Principales Techniques Pour Améliorer Le Degré De Fiabilité D'une Recherche Qualitative Selon Miles,
Huberman et Saldana (2013)
V. La Validité Externe De La
Recherche
1. Définition et Généralités
La validité externe d’une recherche examine les possibilités et les conditions de généralisation et de réappropriation des
résultats d’une recherche. Le test ou préoccupation de validité externe d’une recherche est double et correspond à une
progression logique en deux temps dans l’appréciation de la validité d’une recherche: le chercheur doit tout d’abord
examiner dans quelle mesure les résultats mis en évidence sur un échantillon peuvent être généralisés à l’ensemble de la
population mère (supposée avoir été étudiée à travers l’échantillon constitué pour la recherche ainsi menée); c’est seulement
dans un second temps que le chercheur pourra évaluer dans quelle mesure ces résultats pourront être transférés ou
réappropriés pour l’étude et la connaissance d’autres terrains, parfois appelés «univers parents » (Passeron, 1991).
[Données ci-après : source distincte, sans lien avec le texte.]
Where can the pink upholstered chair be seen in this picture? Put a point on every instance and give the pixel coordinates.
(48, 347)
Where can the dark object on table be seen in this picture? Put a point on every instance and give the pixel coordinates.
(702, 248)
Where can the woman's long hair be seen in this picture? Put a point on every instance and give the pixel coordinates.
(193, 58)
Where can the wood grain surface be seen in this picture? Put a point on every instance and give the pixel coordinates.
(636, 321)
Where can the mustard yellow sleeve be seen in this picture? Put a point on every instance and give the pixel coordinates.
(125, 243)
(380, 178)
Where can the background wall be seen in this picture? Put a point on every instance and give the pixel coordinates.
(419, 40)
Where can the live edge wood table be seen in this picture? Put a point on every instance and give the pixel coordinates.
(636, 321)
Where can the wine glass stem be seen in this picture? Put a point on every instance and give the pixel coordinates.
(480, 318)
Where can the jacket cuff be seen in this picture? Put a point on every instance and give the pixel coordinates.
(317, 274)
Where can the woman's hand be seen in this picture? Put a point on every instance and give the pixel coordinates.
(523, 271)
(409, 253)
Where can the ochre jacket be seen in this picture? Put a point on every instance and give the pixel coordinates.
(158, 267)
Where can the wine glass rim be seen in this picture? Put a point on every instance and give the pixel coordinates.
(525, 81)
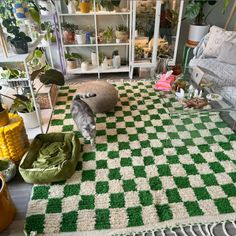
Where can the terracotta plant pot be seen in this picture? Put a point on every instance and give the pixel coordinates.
(84, 7)
(7, 206)
(69, 37)
(4, 119)
(122, 35)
La seconde préoccupation de transférabilité des résultats concerne soit les recherches qui évaluent l’extension de la
recherche sur d’autres terrains, soit encore les chercheurs qui importent d’un domaine différent de celui qu’ils étudient, des
résultats pour alimenter leur propre démarche d’étude. Dans ces deux situations, le chercheur doit porter attention au
problème éventuel de la dépendance contextuelle des résultats d’une recherche. L’idée de dépendance contextuelle
consiste à déterminer si un résultat mis en évidence sur un terrain est dépendant de la ou des variables étudiées ou s’il
dépend aussi d’autres caractéristiques propres à ce terrain étudié. Dans ce dernier cas, il y a ancrage (ou contextualisation)
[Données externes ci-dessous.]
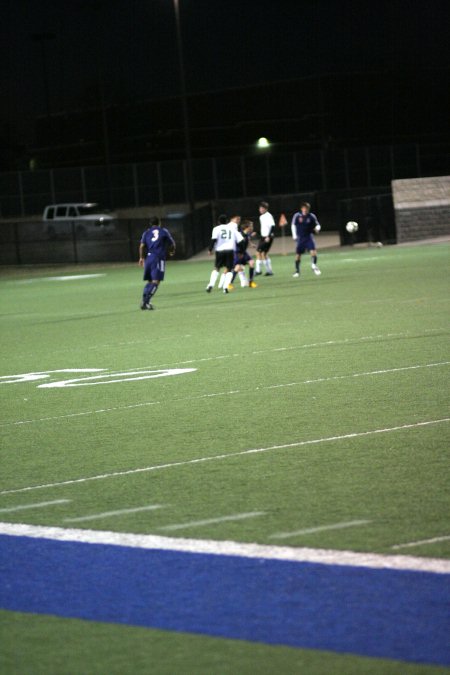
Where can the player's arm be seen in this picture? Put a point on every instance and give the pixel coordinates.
(142, 249)
(317, 227)
(294, 227)
(172, 246)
culturel, historique, social… plus ou moins fort des résultats au terrain. Ce fait n’est pas gênant en tant que tel mais doit être
pris en compte pour déterminer les possibilités ou conditions de transférabilité de résultats vers d’autres terrains ne
présentant pas obligatoirement les mêmes caractéristiques contextuelles. Koenig (2005) utilise deux démarches pour
s’assurer de la transférabilité des résultats. La première consiste à avoir recours à des spécialistes dont l’expertise du
domaine permet de renforcer la confiance dans les possibilités de transposition des résultats. Il montre notamment que si
aucun expert n’est capable de mentionner de ces contradictoire qui autoriserait une réfutation, alors il est possible de
généraliser ses résultats à l’ensemble des entreprises possédant les mêmes caractéristiques. La seconde démarche consiste à
comparer les résultats obtenus avec des études antérieures.
Ce problème de transférabilité est très souvent abordé pour juger de la validité externe d’une recherche qualitative, dont les
résultats sont induits de l’analyse d’un seul ou d’un nombre très faible de cas. Il est souvent reproché aux recherches
qualitatives leur trop grande contextualisation. Or, Guba et Lincoln (1994) estiment que les données quantitatives cherchent
trop à favoriser la rigueur au détriment de la contextualisation, ce qui finalement nuit à leur transférabilité dès lors que des
données agrégées n’ont aucune applicabilité particulière à des cas concrets en management. Le fait de travailler sur des
grandes unités ne doit surtout pas donner au chercheur quantitatif de connaître le terrain étudié dans toutes ses principales
caractéristiques contextuelles (Silverman, 2012).
1. Définition et Généralités
Les recherches qualitatives peuvent donner des informations précieuses sur le contexte d’émergence des résultats de la
recherche et par la suite sur les contextes de réutilisation de ces résultats. Plus généralement, c’est par une connaissance
approfondie, riche, intime, du contexte de sa recherche, que le chercheur sera le plus à même d’apprécier les possibilités et
les conditions de généralisation et de réappropriation de ses résultats dans d’autres contextes. À ce propos, David (2004)
indique qu’il est nécessaire de décrire le contexte d’une étude de cas, mais surtout de pouvoir «dire de quel contexte il s’agit»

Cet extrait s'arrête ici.